Wrong base for a change

A percent change is always relative to the old value. From 200 to 250 is +25%, but from 250 to 200 is −20% — the values are not mirror images.

Forgetting the sign on a decrease

When a value falls, the percent change is negative. Be sure to include the minus sign — otherwise the answer is wrong.

Confusing percentage points with percent

If a share rises from 20% to 25%, that is 5 percentage points in absolute terms — but a +25% relative increase. They are not the same.
Study

Practise with a plan — three quick tips

15 minutes at a time, not 90 in one go

Three short sessions across three days stick better than one long session the night before a test. The magic word is 'spaced repetition'.

Solve first, then look at the answer

Write out your working before revealing the hint. Active recall is three to four times more effective for learning than passive reading.

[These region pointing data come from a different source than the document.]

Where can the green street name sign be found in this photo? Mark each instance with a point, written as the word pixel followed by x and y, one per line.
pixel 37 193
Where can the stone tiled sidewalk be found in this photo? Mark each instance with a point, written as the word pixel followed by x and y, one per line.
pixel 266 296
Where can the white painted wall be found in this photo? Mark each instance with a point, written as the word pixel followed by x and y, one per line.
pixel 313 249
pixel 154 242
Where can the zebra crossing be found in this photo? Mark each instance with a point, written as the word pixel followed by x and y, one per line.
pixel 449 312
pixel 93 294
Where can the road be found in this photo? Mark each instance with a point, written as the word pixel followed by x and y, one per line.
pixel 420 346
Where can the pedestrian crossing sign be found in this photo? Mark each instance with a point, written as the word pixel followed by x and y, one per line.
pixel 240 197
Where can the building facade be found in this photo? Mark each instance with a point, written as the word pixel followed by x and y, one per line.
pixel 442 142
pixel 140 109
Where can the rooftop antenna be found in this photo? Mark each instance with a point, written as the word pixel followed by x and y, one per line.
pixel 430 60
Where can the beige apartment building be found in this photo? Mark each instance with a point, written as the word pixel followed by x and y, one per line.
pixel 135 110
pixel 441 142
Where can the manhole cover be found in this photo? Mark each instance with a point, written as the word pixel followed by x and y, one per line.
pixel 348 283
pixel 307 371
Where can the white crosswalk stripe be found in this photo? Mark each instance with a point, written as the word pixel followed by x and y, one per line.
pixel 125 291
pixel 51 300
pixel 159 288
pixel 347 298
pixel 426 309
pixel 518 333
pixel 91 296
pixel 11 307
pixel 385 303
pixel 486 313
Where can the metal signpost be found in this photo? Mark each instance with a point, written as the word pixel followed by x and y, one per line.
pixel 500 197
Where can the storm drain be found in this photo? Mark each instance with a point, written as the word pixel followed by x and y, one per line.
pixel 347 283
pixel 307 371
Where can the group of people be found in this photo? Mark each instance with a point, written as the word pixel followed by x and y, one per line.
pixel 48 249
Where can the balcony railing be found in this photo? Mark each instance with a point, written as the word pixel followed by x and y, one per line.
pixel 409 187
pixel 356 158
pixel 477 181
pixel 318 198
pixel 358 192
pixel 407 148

For every wrong answer: why?

Was it the missing division by 100? The wrong base? A sign? Note the cause — and next time you'll spot the mistake straight away.
FAQ

Frequently asked questions about practising

Glossary

Terms in one sentence

Percent (%)
One hundredth. 1% = 1 ÷ 100 = 0.01. The symbol % stands for 'per hundred'.
Whole (base)
The whole that equals 100% — e.g. the original price before a discount.
Rate (P)
The percentage, e.g. 19%. Tells you what share of the whole is meant.
Part (value)
The concrete amount belonging to the rate — 19% of 250 is 47.5.
Percent change
The relative change of a value: (new − old) ÷ old · 100, relative to the old value.
Unitary method
Solving via the intermediate step of 1%, which works for any percentage problem.
Boss question
The last and hardest problem in a practice set, combining several traps.